Kubeadm init fails with controlPlaneEndpoint

Cluster information:

Kubernetes version: v1.21.1
Cloud being used: bare-meta
Installation method: kubeadm
Host OS: Ubuntu 20.04
CNI and version: calico
CRI and version: containerd

If I add controlPlaneEndpoint: "DNS_NAME:6443" to the ClusterConfiguration.yaml when trying to initialize the cluster it fails. I believe it’s because of the cert. If I remove controlPlaneEndpoint: "DNS_NAME:6443" the cluster initializes just fine.

Unfortunately, an error has occurred:
	timed out waiting for the condition

This error is likely caused by:
	- The kubelet is not running
	- The kubelet is unhealthy due to a misconfiguration of the node in some way (required cgroups disabled)

If you are on a systemd-powered system, you can try to troubleshoot the error with the following commands:
	- 'systemctl status kubelet'
	- 'journalctl -xeu kubelet'

Additionally, a control plane component may have crashed or exited when started by the container runtime.
To troubleshoot, list all containers using your preferred container runtimes CLI.

Here is one example how you may list all Kubernetes containers running in cri-o/containerd using crictl:
	- 'crictl --runtime-endpoint /run/containerd/containerd.sock ps -a | grep kube | grep -v pause'
	Once you have found the failing container, you can inspect its logs with:
	- 'crictl --runtime-endpoint /run/containerd/containerd.sock logs CONTAINERID'

Running journalctl -xeu kubelet get’s me this information.

May 18 23:34:39 k8s-cp-1 kubelet[19261]: E0518 23:34:39.595057 19261 reflector.go:138] k8s.io/client-go/informers/factory.go:134: Failed to watch *v1.Service: failed to list *v1.Service: Get “https://kube-apiserver.suw1.trolleyesecurity.com:6443/api/v1/services?limit=500&resourceVersion=0”: x509: certificate signe>
May 18 23:34:39 k8s-cp-1 kubelet[19261]: E0518 23:34:39.688243 19261 kubelet.go:2291] “Error getting node” err=“node “k8s-cp-1” not found”

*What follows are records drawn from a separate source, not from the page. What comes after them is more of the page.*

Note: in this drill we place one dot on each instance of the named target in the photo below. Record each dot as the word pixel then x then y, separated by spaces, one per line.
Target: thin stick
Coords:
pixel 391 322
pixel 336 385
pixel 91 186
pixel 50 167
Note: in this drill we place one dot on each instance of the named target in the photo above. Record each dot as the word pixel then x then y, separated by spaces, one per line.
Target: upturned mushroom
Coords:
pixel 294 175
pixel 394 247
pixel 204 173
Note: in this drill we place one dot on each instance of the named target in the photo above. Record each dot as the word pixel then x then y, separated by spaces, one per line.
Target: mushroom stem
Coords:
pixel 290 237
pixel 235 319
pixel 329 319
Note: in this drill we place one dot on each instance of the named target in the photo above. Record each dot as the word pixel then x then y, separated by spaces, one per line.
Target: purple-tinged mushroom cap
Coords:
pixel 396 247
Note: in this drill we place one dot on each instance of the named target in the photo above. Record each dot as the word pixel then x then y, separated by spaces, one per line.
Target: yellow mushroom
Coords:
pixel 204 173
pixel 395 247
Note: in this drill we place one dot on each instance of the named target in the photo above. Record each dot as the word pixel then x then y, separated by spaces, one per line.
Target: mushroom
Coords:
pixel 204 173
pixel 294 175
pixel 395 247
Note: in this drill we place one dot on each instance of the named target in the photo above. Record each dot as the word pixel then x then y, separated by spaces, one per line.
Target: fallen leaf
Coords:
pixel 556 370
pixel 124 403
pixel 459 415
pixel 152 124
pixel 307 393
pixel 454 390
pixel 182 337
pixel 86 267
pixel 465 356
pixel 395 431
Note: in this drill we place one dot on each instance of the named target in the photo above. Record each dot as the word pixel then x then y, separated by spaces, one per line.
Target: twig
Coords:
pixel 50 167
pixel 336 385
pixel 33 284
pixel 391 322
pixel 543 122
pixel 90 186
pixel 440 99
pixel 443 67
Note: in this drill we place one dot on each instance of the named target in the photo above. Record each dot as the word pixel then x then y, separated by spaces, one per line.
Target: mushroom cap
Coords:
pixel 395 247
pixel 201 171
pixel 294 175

I created the cert with the same CA as my etcd certs.

 Certificate #0 ( _RSAPublicKey )
   SHA1 Fingerprint:                  1c3d3cc6cbc73d9c3a32aafa907b88899b1c3643
   Common Name:                       kube-apiserver.suw1.trolleyesecurity.com
   Issuer:                            CA
   Serial Number:                     199899588946265901135907970683992546094909252481
   Not Before:                        2021-05-18
   Not After:                         2121-04-24
   Public Key Algorithm:              _RSAPublicKey
   Signature Algorithm:               sha256
   Key Size:                          2048
   Exponent:                          65537
   DNS Subject Alternative Names:     ['kube-apiserver.suw1.trolleyesecurity.com', 'k8s-cp-1.suw1.trolleyesecurity.com', 'k8s-cp-2.suw1.trolleyesecurity.com', 'k8s-cp-3.suw1.trolleyesecurity.com']

What am I missing?

I figure out the issue or at least got it working, and would love to heard feedback if this is the right setup.

I changed the nginx proxy from HTTPS (terminating SSL/TLS) to tcp stream, not terminating SSL/TLS.

steam {
	upstream kube-apiserver-backend {
		least_conn;
		server k8s-cp-1:6443;
		server k8s-cp-2:6443;
		server k8s-cp-3:6443;
	}
	server {
		listen        6443;
		proxy_pass    kube-apiserver-backend;
		proxy_timeout 3s;
		proxy_connect_timeout 1s;
	}
}

that looks fine however – one item of caution, you’re not going to enjoy that 3s connection timeout when you get your cluster functional.

One of my common tasks when interacting with deployed pods is to hop directly into a container (e.g. kubectl exec -it – /bin/bash. Your proxy configuration will kill that session if it’s idle for 3 seconds. My HAProxy conf defaulted to 20s and that was annoying enough. It’s now 60m. :wink: